Toto got off to an auspicious start with the double-platinum Top 10 album, Toto (1978). I didn’t get a copy until a few years later but I knew I would love these guys based on the strength of their debut single, “Hold The Line” (more on that below). They followed up with a couple of less-successful singles but domination of the pop charts was probably not on their list of priorities. Instead, Toto is a showcase for their diversity as musicians, arrangers and vocalists. More than any subsequent album, it was also a platform for Paich’s songwriting, with 8 of the 10 songs credited solely to him. They also included the first in a long line of song titles featuring a woman’s name with the album-closing “Angela,” to be followed by no fewer than 9 other such titles on their next 6 albums.
♪ “I’ll Supply The Love” – A stomping melodic rocker that’s similar to “Do Ya” (The Move, Electric Light Orchestra) during the chorus. The verses are driving & funky, and overall it’s a great ‘70s AOR tune that establishes their unique group harmonies and Kimball as a powerful frontman. I love Lukather’s simple guitar riff as well as the cool, horn-driven instrumental section.
♪ “Georgy Porgy” – Lukather sings lead on this soul/jazz/pop hybrid, with Cheryl Lynn (who sang my favorite disco-era song, “Got To Be Real”) taking over for the chorus, repeating the nursery rhyme refrain, “Georgy Porgy puddin’ pie, kissed the girls and made them cry.” Sweet strings augment the tasteful and brief guitar solo. Hungate & Jeff Porcaro deserve credit for the subtly funky rhythm track.
♪ “Girl Goodbye”– It may run past the 6-minute mark but there’s not a wasted note, making it a uniquely tight epic. I love the chugging rhythm and Porcaro’s tasteful jazz/prog drumming elevates every section of the song. Kimball sounds a lot like Boz Scaggs here, and Lukather’s blistering solo proves that he was a force to be reckoned with.
♪ “Hold The Line” – The first time I heard this on the radio I was completely floored, and I can honestly say that I’ve been equally thrilled every time I’ve listened to it over the years. From the snare hit and bouncy piano melody in the intro to the combination of guitar riffs, loping-yet-driving drum pattern and Kimball’s crystal clear vocal performance, this is as good as it gets, with Lukather proving once again that he’s a guitar god (and he was only 20 when the album was recorded).
Other Notable Tracks:
- “Child’s Anthem” – A dramatic instrumental that opens the album, with stellar piano, tasty synth, staccato rhythms & an overall orchestral feel.
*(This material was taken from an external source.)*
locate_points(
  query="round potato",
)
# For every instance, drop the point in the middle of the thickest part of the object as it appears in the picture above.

Goes through various movements in under 3 minutes and in many ways it’s the album’s overture.
- “Manuela Run” – A bouncy piano-led tune with Paich on lead vocals, a nice groove, tight harmonies and a memorable 4-note guitar hook. The chorus (“You better run, run Manuela, uela run”) is the strongest part.
- “Takin’ It Back” – Steve Porcaro wrote & sang this one, which begins with off-kilter synth before leading into light piano & a jazzy pop rhythm. His voice is smooth, not dissimilar to Lukather’s but with less power. Speaking of Lukather, once again he shines on both nylon string and electric guitar.
- “Rockmaker” – A straightforward 4/4 pop/rock song written & sung by Paich. His vocal line in the verses (“Don’t know quite what to saaaay”) reminds me of Tommy James & The Shondells’ “I Think We’re Alone Now.” It remains super catchy throughout, and I love Kimball’s response vocals in the second half.
In the five years since I completed my Toto series they finally started getting some newfound notoriety, mostly thanks to Weezer’s straight-ahead cover of 1982’s “Africa” in 2018. Hopefully a new generation of musicians & music lovers is discovering the awesomeness of Toto’s music, and their debut is an ideal place to start.
I’ll be back in a week or two to highlight a few other debuts I forgot to feature and wrap up this series.